Evaluate Checkpoints Trained by NeMo Framework#

This guide provides step-by-step instructions for evaluating checkpoints trained using the NeMo Framework with the Megatron-Core backend. This section specifically covers evaluation with nvidia-lm-eval, a wrapper around the lm-evaluation-harness tool.

Here, we focus on benchmarks in the lm-evaluation-harness that rely on text generation. In this approach, the model is given a prompt such as a question to answer, an instruction to follow, or a text to continue, and its response is then evaluated for correctness.

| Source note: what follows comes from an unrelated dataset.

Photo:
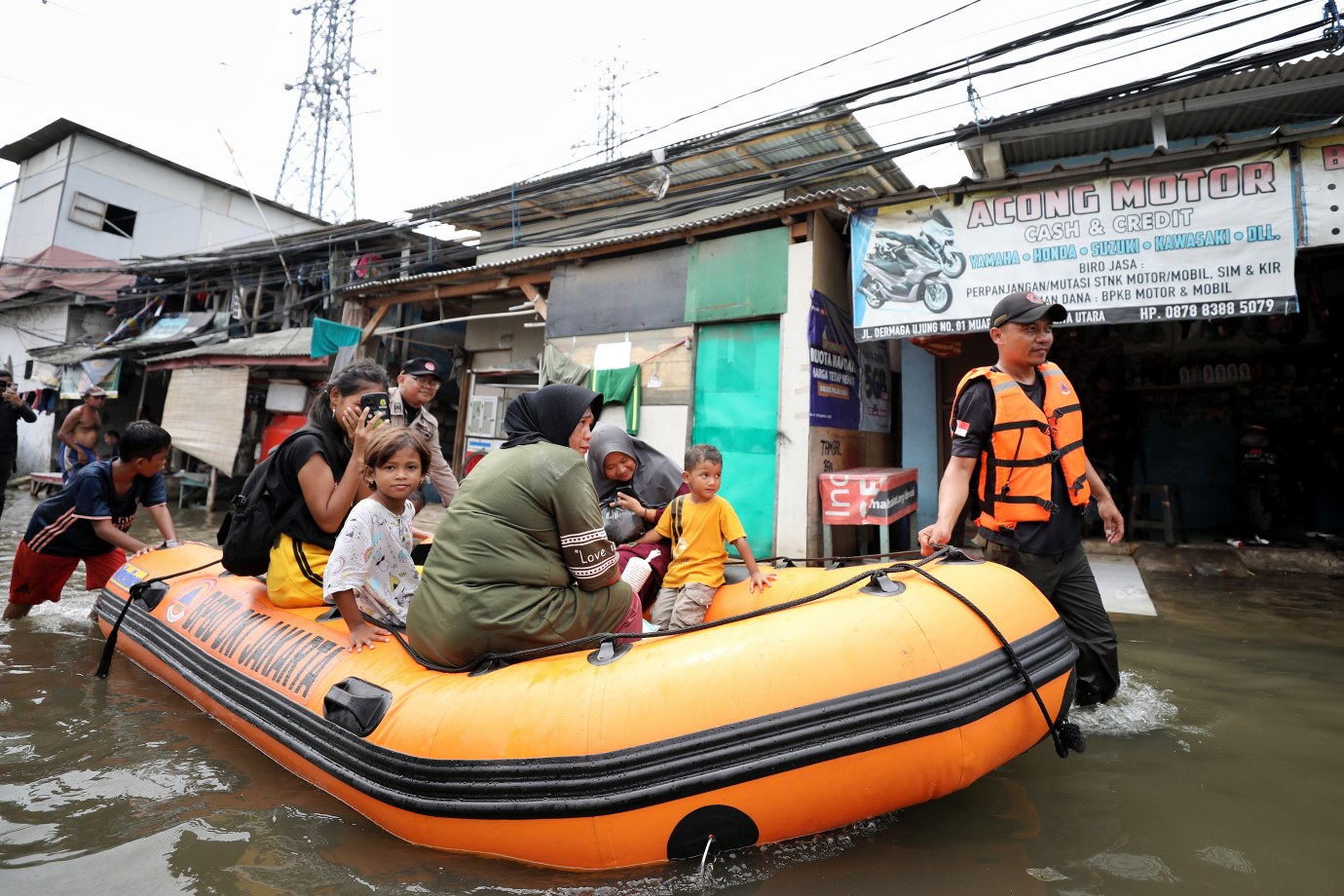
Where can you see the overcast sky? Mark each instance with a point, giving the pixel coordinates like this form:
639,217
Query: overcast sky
467,97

An alternative approach to LLM evaluation utilizes log-probabilities. To learn more, please refer to “Evaluate LLMs Using Log-Probabilities”.

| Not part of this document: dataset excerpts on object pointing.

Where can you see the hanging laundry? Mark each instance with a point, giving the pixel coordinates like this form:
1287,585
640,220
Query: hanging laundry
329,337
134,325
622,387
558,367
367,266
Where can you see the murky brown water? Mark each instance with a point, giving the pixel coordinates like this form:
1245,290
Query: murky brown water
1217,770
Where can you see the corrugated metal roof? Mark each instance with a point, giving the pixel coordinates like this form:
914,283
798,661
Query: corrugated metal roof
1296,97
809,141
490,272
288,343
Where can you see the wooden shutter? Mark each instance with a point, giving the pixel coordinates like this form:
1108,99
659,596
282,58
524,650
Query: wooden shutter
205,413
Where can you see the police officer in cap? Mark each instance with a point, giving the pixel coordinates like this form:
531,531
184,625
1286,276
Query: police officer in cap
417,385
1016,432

Use the show_available_tasks function to list the evaluation configs available in your environment:

from nvidia_eval_commons.core.entrypoint import show_available_tasks

show_available_tasks()

This will print a list of eval harnesses and configs available in each of them:

lm-evaluation-harness: 
  * mmlu
  * mmlu_instruct
  * mmlu_cot_0_shot_chat
  * ifeval
  * mmlu_pro
  * mmlu_pro_instruct
  * mmlu_redux
  ...
  * bbq
  * arc_multilingual
  * hellaswag_multilingual
  * mmlu_prox

Deploy and Evaluate NeMo Checkpoints#

The evaluation process employs a server-client approach, comprising two main phases.

Phase 1: Model Deployment
- Deployment via PyTriton: The NeMo Framework checkpoint is deployed in-framework on a PyTriton server by exposing OpenAI API (OAI) compatible endpoints. Both completions (v1/completions) and chat-completions (v1/chat/completions) endpoints are exposed, enabling evaluation on both completion and chat benchmarks.
- Deployment via Ray: The NeMo Framework checkpoint can also be deployed in-framework on a Ray server. Ray Serve provides support for multi-instance evaluations, along with OpenAI API (OAI) compatible endpoints. Both completions (v1/completions) and chat-completions (v1/chat/completions) endpoints are exposed. For more details on evaluations with Ray Serve, refer to “Use Ray Serve for Multi-Instance Evaluations”.
Phase 2: Model Evaluation
- Evaluation via OAI Endpoints: Once the model is deployed, evaluation is performed by sending benchmark requests to the exposed OAI-compatible endpoints using their respective port. This allows assessment across a range of tasks and harnesses.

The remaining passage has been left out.